Au terme d’une journée de tournage particulièrement difficile, le réalisateur de cinéma Simon Jodoin s’inquiète de percevoir un bruit lancinant, semblable au sifflement ininterrompu d’une bouilloire. Jodoin y voit d’abord le symptôme d’une fatigue excessive. Cependant, le bruit persiste et s’amplifie, même, les jours suivants. Le cinéaste se résout à consulter un médecin qui lui révèle que le sifflement est un acouphène, provoqué par une tumeur affectant le nerf auditif. Jodoin est effaré, car il est possible que l’opération altère ses facultés auditives, sans pour autant le débarrasser nécessairement de son acouphène : « le mot tumeur tomba entre eux comme un couperet […] Clac. Finies les tergiversations, finie l’ignorance crasse, un seul mot venait de tout bouleverser ».
Même si on a la chance de n’avoir jamais été confronté à une telle épreuve, on imagine assez bien le choc qu’elle peut engendrer.
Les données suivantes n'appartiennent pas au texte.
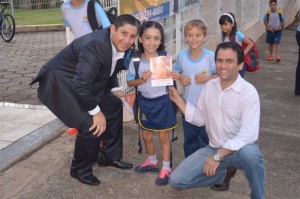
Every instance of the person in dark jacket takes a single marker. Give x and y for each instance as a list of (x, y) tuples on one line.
[(79, 86)]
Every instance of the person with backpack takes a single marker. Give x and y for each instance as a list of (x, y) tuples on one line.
[(78, 85), (230, 32), (156, 112), (194, 67), (75, 16), (274, 22)]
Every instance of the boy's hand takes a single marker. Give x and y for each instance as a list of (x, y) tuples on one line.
[(119, 93), (184, 80), (173, 93), (175, 75)]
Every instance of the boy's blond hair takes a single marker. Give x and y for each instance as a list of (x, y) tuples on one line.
[(195, 23)]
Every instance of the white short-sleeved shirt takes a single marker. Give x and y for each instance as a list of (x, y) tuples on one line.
[(231, 116), (190, 67)]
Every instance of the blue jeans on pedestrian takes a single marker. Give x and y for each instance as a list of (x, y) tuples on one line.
[(195, 137), (189, 173)]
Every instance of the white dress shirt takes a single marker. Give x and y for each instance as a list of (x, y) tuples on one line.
[(115, 56), (231, 116)]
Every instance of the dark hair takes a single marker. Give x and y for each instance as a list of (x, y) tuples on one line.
[(235, 47), (152, 24), (121, 20), (223, 19), (195, 23)]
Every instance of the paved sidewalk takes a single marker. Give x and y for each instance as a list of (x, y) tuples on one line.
[(45, 174)]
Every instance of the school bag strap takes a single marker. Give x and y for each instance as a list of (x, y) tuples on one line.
[(112, 14)]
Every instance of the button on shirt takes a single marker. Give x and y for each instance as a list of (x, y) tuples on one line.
[(115, 57), (231, 116)]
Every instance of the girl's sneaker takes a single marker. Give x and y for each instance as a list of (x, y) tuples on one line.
[(270, 58), (147, 167), (163, 178)]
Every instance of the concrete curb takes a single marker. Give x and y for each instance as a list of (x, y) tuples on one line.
[(30, 143)]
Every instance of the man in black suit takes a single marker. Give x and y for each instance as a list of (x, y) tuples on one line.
[(78, 85)]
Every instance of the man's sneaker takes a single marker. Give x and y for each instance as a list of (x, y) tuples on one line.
[(163, 178), (146, 167), (270, 58)]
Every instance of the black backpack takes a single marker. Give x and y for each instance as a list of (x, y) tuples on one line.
[(112, 14)]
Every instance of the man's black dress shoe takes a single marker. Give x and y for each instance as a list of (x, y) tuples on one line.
[(87, 178), (225, 186), (120, 164)]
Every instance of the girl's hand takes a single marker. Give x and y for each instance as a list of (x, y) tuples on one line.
[(201, 78), (184, 80), (175, 75), (146, 75)]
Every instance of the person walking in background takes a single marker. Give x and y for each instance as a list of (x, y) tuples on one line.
[(77, 86), (157, 108), (230, 33), (74, 13), (194, 67), (229, 107), (297, 82), (274, 22)]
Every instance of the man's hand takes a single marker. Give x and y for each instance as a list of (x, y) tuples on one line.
[(210, 167), (99, 124)]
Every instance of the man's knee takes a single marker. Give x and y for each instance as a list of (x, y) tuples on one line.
[(251, 154)]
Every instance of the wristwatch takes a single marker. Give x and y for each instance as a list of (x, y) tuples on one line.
[(217, 157)]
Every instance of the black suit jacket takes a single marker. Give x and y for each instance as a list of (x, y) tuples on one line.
[(75, 80)]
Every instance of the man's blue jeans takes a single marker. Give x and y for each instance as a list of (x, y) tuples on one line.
[(195, 138), (189, 173)]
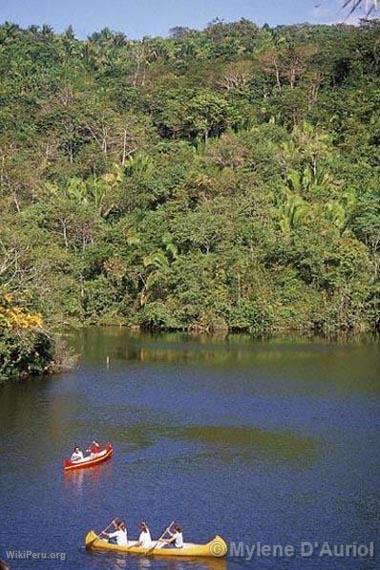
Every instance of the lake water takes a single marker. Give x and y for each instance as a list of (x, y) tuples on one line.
[(272, 442)]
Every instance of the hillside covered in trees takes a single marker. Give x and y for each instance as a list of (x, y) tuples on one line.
[(225, 178)]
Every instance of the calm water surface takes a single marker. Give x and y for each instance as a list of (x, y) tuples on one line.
[(273, 442)]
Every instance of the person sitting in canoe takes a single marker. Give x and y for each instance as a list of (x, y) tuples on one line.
[(94, 449), (76, 455), (145, 539), (119, 536), (176, 537)]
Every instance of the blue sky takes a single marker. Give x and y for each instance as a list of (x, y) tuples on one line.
[(137, 18)]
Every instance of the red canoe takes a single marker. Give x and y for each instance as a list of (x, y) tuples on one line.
[(103, 455)]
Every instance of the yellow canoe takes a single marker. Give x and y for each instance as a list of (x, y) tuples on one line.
[(217, 547)]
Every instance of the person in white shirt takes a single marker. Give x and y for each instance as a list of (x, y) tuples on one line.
[(145, 539), (119, 536), (77, 454), (176, 537)]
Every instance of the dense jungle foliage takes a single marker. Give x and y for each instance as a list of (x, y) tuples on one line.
[(217, 179)]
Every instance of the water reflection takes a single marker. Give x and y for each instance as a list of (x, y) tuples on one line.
[(77, 480)]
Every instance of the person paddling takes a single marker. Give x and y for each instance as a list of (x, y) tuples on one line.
[(176, 537), (145, 539), (77, 454), (119, 536), (94, 448)]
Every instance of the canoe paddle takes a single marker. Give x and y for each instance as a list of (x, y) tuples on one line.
[(99, 535), (160, 539)]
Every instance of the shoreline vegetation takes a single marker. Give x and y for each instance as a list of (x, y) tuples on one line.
[(211, 181), (26, 347)]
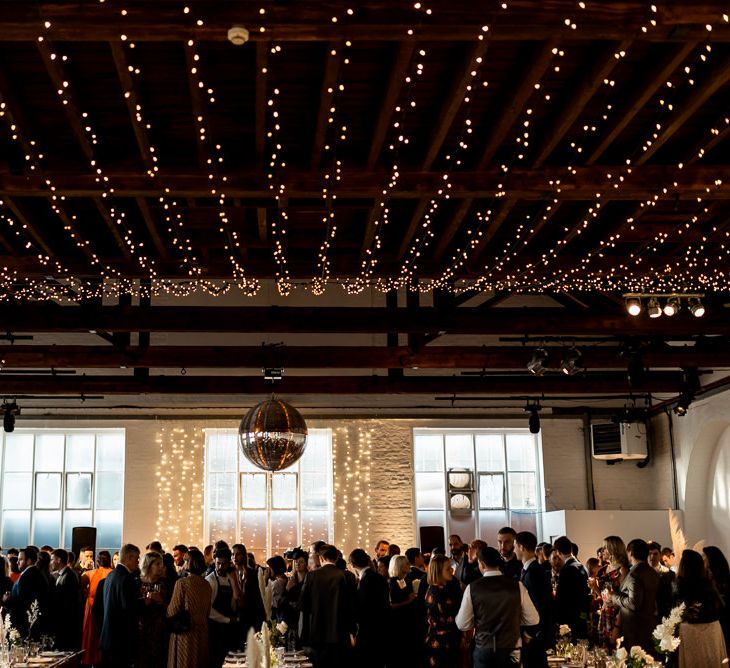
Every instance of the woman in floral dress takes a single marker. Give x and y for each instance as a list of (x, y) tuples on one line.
[(443, 599)]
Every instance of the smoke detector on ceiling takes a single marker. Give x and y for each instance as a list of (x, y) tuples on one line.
[(238, 35)]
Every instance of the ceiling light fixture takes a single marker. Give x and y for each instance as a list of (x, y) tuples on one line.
[(696, 308), (572, 363), (672, 306), (538, 364), (653, 308), (633, 306)]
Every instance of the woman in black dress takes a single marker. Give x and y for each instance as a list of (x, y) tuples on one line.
[(443, 599)]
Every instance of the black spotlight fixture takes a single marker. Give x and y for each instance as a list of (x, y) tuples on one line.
[(534, 421), (10, 410), (538, 364), (572, 363)]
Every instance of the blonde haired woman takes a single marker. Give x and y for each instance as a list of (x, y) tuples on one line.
[(609, 619), (443, 600), (406, 645), (153, 636)]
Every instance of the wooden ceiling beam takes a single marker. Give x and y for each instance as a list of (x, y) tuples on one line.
[(152, 228), (511, 111), (719, 76), (133, 105), (489, 385), (344, 357), (333, 64), (452, 103), (501, 321), (564, 119), (641, 97), (262, 76), (528, 184), (398, 73)]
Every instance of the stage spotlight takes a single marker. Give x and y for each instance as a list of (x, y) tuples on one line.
[(10, 410), (534, 421), (633, 306), (696, 308), (672, 306), (572, 363), (538, 364)]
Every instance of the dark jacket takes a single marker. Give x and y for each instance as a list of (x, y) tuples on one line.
[(67, 610), (328, 603), (120, 630)]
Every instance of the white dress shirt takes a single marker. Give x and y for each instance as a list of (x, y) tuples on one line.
[(465, 616)]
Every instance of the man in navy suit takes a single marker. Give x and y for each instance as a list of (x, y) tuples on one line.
[(328, 603), (31, 586), (537, 583), (371, 613), (66, 603), (120, 630)]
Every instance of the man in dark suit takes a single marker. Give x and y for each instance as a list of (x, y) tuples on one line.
[(371, 613), (328, 603), (119, 632), (537, 583), (251, 613), (572, 598), (31, 586), (66, 603), (637, 598)]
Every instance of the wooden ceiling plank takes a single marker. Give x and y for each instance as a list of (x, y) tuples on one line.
[(641, 97), (569, 114), (333, 64), (512, 110), (262, 76), (104, 212), (716, 80), (452, 228), (413, 223), (488, 385), (398, 72), (132, 102), (152, 228), (452, 103)]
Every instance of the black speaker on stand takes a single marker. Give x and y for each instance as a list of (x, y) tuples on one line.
[(83, 537)]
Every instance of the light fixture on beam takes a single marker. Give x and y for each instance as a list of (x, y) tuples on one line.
[(538, 364)]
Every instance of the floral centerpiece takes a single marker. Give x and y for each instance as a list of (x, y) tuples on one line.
[(635, 657), (665, 640)]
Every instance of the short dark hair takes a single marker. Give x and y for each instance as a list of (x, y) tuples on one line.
[(61, 555), (527, 539), (359, 558), (196, 562), (329, 553), (563, 545), (411, 554), (31, 553), (222, 553), (639, 549), (490, 557)]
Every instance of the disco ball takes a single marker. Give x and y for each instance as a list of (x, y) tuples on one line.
[(273, 435)]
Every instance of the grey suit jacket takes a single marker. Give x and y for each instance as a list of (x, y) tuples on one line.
[(637, 600)]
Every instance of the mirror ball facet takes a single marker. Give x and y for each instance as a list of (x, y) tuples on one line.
[(273, 435)]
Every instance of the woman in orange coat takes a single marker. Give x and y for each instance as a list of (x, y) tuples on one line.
[(89, 583)]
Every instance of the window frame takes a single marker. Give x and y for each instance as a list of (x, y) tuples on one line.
[(508, 511)]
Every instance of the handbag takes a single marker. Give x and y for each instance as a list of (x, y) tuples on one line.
[(180, 622)]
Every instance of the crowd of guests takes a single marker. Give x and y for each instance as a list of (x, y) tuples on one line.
[(476, 605)]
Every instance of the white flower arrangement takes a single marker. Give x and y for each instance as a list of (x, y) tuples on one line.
[(665, 639)]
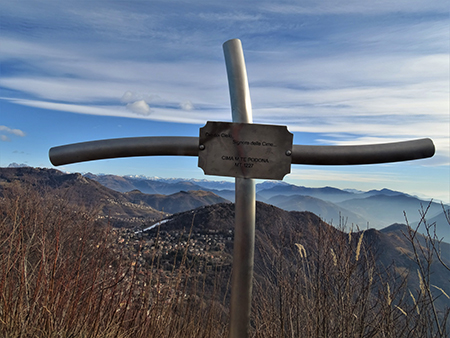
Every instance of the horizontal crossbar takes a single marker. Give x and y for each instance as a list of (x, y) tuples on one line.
[(189, 146)]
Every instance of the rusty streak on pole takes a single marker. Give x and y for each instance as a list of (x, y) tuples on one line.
[(245, 203)]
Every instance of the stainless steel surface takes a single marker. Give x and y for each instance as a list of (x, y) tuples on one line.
[(241, 106), (124, 147), (245, 150), (363, 154), (245, 204)]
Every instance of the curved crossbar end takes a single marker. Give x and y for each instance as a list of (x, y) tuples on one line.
[(125, 147), (363, 154)]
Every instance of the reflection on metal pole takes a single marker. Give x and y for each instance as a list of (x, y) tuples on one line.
[(245, 204)]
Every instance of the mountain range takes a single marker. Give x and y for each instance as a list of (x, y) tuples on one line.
[(277, 230), (372, 209)]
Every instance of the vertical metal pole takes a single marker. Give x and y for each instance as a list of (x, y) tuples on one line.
[(245, 204)]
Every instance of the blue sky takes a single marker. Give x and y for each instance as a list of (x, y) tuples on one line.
[(334, 72)]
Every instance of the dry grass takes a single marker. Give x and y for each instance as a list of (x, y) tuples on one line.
[(61, 275)]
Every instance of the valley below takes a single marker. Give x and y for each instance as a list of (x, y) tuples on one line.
[(164, 249)]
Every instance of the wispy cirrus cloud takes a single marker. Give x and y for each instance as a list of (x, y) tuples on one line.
[(11, 131)]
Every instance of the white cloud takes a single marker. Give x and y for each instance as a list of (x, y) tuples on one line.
[(139, 107), (128, 97), (8, 130), (187, 105)]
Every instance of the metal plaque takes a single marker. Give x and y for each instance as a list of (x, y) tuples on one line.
[(245, 150)]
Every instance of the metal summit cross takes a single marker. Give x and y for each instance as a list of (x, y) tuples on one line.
[(245, 151)]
En s’inspirant de sa propre expérience, Michel Tremblay a tenté précisément de rendre compte de l’angoisse, des espoirs et des désillusions d’un homme soudain isolé et diminué par la maladie. L’homme qui entendait siffler une bouilloire est aussi le récit d’un deuil, celui de la musique, que Simon Jodoin ne pourra plus jamais écouter de la même manière.
L’écriture de Michel Tremblay demeure empreinte d’une grande pudeur et ne sombre jamais dans le pathos. Cependant, la dimension psychologique du roman aurait gagné à être approfondie. La conclusion, notamment, nous laisse un sentiment d’inachèvement. L’homme qui entendait siffler une bouilloire n’est pas le meilleur texte de Michel Tremblay mais il se laisse lire aisément en une soirée.